Reputation: 404
Are there any best practice on designing microservices service regarding API dependency (APIs that the service is calling to)?
For example if I have a "Order Management" (OM) service, obviously it will need to call "User Management" (UM) service since it will need to query user info (shipping address, email, etc) many times. If I let my OM calls UM all the time when it needs user info this will create lots of dependency on UM service.
As far as I understand services are supposed to be autonomous and as decoupled as possible - but now I got a OM service that will go down everytime UM service go down.
Upon searching on Google I found 3 alternatives:
Are there any best practices on the challenge here or are there any rules of thumb of deciding which design approach to take?
Upvotes: 4
Views: 1578
Reputation: 1430
What you are talking about is a Bounded Context (BC), which is a DDD pattern. DDD fits well with SOA if the services boundaries correspond to BCs. BCs are meant to be autonomous parts of the system, that do not share any common business logic with each others. When designing your BC, you should not consider any idea regarding the database or other cross-cutting concerns. You should keep in mind making your code as specific as possible, then you should not be tempted to reuse code. Keep Web Services for parts of the system that are reusable, in regard to business. And prefer Eventual Consistency if you can (then you should be able to work with notifications rather than direct WS calls).
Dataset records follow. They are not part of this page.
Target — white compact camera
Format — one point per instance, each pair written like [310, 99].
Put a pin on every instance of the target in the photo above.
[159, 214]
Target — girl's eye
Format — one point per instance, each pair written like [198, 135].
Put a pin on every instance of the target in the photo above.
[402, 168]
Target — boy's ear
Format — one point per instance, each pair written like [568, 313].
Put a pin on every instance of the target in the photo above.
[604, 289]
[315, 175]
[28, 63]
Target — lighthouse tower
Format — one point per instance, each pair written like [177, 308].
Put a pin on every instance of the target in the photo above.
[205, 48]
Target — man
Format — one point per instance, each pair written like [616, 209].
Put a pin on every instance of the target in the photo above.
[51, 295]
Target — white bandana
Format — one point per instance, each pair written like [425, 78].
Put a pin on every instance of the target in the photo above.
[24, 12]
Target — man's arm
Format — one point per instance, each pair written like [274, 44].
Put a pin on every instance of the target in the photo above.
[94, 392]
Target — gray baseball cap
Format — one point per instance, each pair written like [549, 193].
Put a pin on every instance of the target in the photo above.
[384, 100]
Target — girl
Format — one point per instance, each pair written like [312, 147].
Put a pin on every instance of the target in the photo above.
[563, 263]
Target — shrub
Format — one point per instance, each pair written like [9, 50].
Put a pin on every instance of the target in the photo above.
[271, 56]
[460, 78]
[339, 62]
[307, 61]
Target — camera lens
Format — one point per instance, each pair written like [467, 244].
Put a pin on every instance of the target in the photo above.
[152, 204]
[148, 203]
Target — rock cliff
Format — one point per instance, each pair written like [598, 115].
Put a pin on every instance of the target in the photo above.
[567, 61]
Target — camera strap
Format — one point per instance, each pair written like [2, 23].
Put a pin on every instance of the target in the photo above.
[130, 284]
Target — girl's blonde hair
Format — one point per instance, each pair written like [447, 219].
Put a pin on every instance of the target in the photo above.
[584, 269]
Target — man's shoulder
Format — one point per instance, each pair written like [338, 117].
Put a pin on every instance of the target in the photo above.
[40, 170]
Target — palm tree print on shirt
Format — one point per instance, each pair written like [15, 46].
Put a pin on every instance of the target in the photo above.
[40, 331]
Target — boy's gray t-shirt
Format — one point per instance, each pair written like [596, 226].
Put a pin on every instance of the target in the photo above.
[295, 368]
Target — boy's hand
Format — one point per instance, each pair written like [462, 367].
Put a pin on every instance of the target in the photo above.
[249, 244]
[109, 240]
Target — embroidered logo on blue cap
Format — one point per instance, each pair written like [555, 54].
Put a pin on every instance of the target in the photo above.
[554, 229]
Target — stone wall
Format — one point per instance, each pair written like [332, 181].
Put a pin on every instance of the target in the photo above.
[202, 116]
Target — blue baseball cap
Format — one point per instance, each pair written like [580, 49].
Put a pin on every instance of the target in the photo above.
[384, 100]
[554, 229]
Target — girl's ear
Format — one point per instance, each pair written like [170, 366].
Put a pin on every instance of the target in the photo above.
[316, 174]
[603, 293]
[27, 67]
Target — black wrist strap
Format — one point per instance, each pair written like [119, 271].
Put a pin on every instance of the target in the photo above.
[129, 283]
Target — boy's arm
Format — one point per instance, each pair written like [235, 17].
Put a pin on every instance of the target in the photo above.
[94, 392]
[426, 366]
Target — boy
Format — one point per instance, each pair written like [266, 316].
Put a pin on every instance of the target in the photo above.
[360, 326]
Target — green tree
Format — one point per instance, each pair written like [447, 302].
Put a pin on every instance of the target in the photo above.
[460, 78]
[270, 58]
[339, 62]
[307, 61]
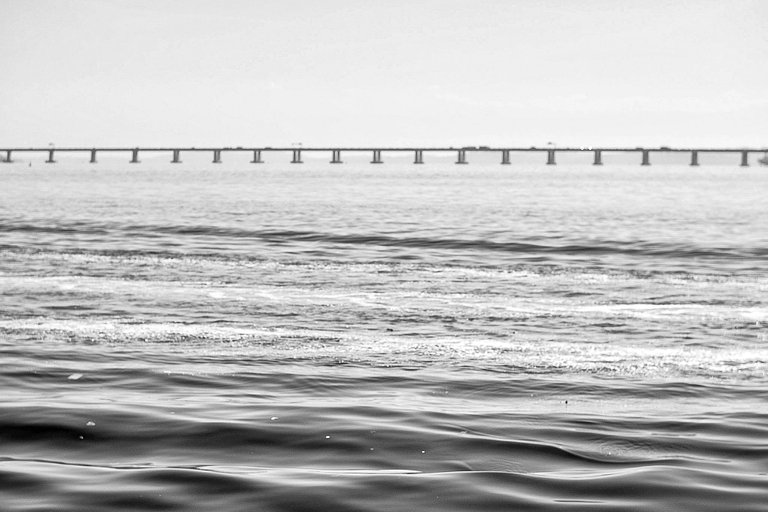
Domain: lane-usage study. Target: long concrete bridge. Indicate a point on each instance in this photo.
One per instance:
(335, 153)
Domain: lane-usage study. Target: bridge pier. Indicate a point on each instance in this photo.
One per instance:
(551, 157)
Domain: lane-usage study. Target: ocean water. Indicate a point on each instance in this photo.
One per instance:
(383, 338)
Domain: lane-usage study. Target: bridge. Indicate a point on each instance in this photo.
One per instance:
(335, 153)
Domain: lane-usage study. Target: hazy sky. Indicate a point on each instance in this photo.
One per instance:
(376, 72)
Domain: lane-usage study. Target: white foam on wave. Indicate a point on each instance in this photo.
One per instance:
(381, 349)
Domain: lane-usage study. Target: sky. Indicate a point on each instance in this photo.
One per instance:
(384, 72)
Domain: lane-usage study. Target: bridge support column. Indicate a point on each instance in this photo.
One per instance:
(551, 157)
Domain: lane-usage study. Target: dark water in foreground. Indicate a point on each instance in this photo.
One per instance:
(383, 339)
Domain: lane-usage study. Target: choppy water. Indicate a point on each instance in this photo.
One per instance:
(383, 338)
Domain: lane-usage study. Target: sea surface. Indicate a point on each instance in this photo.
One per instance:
(383, 338)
Regarding Eventual Consistency (if possible), I would choose the first option.
Upvotes: 3
Reputation: 12022
Microservices is a type of SOA (service orientated architecture). So if there is a service that does the required unit of work then why not call it versus getting involved with the back-end of a data-model that is not directly tied to the calling service. I would only go down the route of avoiding the UM service call if you hit some sort of performance or architectural issues. Even performance issues maybe addressed while still calling the UM service from the OM service.
As far as I understand services are supposed to be autonomous and as decoupled as possible - but now I got a OM service that will go down everytime UM service go down.
This argument can be used to show why you would use the UM service, so that the OM service does not have to get involved (coupled) with the inner working of the UM. If OM is coupled to UM's back-end and UM decides to change completely how it works, say going from relational DB to no-sql implementation, then that will lead to more work cause it will affect OM.
1.Use the event-based programming to replciate user data as soon as user data is created in UM module so it is always replicated into a table inside OM
My concern with this is that you are taking the implementation of the UM service and putting it into the OM service. Again I would only go down this route if you hit performance/arch issues and you can deal with having UM service logic coupled into the OM service.
2.Use database's replciation mechanism to replicate data from UM onto OM database
Coupling UM's backend to the OM.
3.Copy user data into order object as nested json to eliminate dependency for order query and update (but I suppose initial order creation will still need to call UM)
This is useful if it reduces the number of calls to UM. Bear in mind the cost of doing this, which might be the performance hit of carrying this extra information, which may or may not be an issue. The less the OM JSON is communicated and the more that the UM service is called, then the more ideal this solution is. But if UM service is only called once (say at the end of the order process) but the OM JSON passed around a lot, maybe this solution is more costly than its worth.